An Ennuicastr client maintains two separate WebSock connections to the server. One is exclusively for timing information, and the other is for data transmission. Every ten seconds, the timing socket sends the local time to the server, and the server replies with both the client's original time and the server's time (in terms of the active recording). The client uses the difference in local time to approximate the RTT to the server, and that along with the server time to estimate the current correct time. It is the role of the client to timestamp each frame of audio with when it belongs in the recording!
Using libav.js (a simple port of the venerable ffmpeg's libraries to WebAssembly and JavaScript), the client encodes the audio it receives from the mic as either Opus or FLAC, configured in either case to use 20ms frames. In the instance of FLAC, the data is converted to 24-bit (the browser audio libraries always deliver audio data as 64-bit floats, so it is impossible to know what the original quality was. 24-bit is the highest-quality option available). Using the information from the timing socket, it stamps each frame with its correct time, and sends it off to the server. Since each frame is stamped with its time, there's no need to send silent frames; if the voice activity detector is used, then VAD-off frames simply aren't sent at all. It buffers two seconds of audio even while the VAD is off, and sends those when the VAD switches on, so there's not that annoying VAD-characteristic “click” when the VAD kicks in.
If video recording is active, it uses the MediaRecorder API to capture video, and libav.js to fix the timestamps live. Safari only supports the MPEG-4 container format, which does not provide enough header information to decode live, so Ennuicastr “cheats” on that platform by capturing a short (1-second) video, using its header information to inform it of how to decode, then performing a streaming capture using that information. Video data never touches the server; it's sent over WebRTC to the host, or just saved locally.
That's... really all there is to the client. Add a dancing waveform rendered to an HTML5 canvas and a weasel experiencing ennui, and you've got Ennuicastr. The host client also has a master socket that can change the recording mode, and the UI to send messages on it, but that's pretty trivial.
You might assume that at this point I'd say “the server is where all the complexity is”, but no. The server just maintains a recording mode, makes sure connections have the right key, handles pricing, and writes the audio packets received from the clients to the disk. It writes using the Ogg file format, in which frames are always marked with their timestamps, and (barring some fix-ups for errors or abuse) just passes through the timestamps from the clients directly.

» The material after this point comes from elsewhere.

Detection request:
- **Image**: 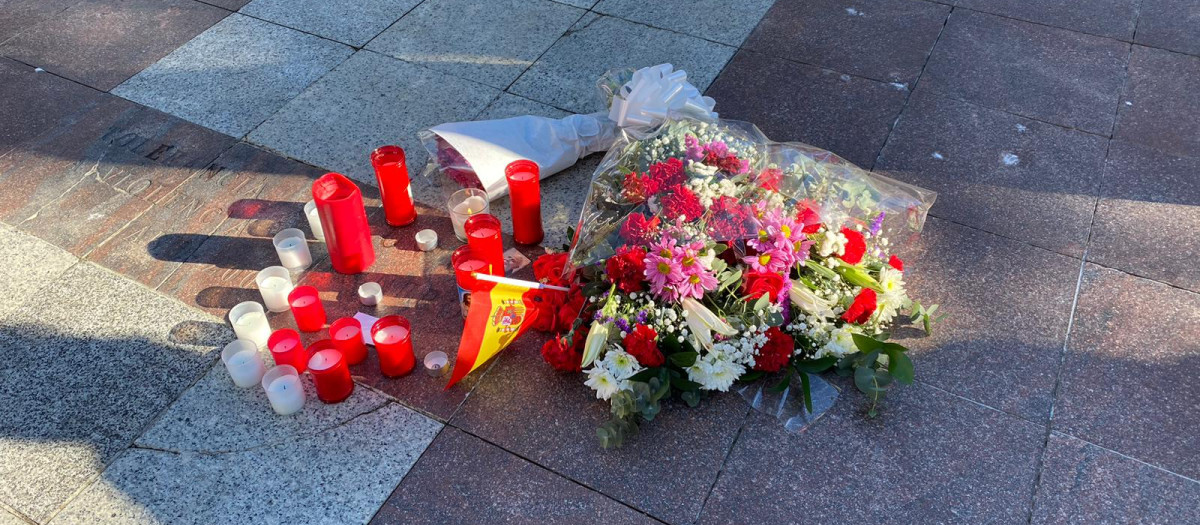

The audio files it produces are technically valid by the Ogg specification, but useless because the audio data is so erratically timed. No software can reliably handle audio data like that.
So, the server itself is pretty trivial, and intentionally so. Oh yeah, it also responds to time requests to keep the timestamps in sync.
The processing is arguably where all the complexity is, but even there, it's not that much. The most unique piece of infrastructure is oggcorrect, which lays out the timestamped data on a continuous track, filling any gaps and quashing any overflows. Gaps can arise from actual gaps in the data (e.g. VAD-off mode), or simply from the client not being continuously connected, and overflows arise from one clock running faster than others. After oggcorrect, the file is passed into good ol' ffmpeg, which does the actual processing.
Overall, Ennuicastr is a triumph of knowing which components to write oneself and which components to use off-the-shelf. Synchronization is the most important part, and the part most frequently screwed up, so that's where most of the effort went: Nearly every component that doesn't directly relate to synchronization is off-the-shelf.
To be quite blunt, this design is also the correct way to do it. The clients do the initial encoding, but I'm not stuck with lossy, since I use a library for it. The server component which actually needs to be soft real-time has nothing interesting; it never even decodes audio! The processing is expensive, but can easily be made low-priority, and even relegated to a subset of CPU cores if need be. By moving all of the hard work to post-processing, Ennuicastr scales extremely well.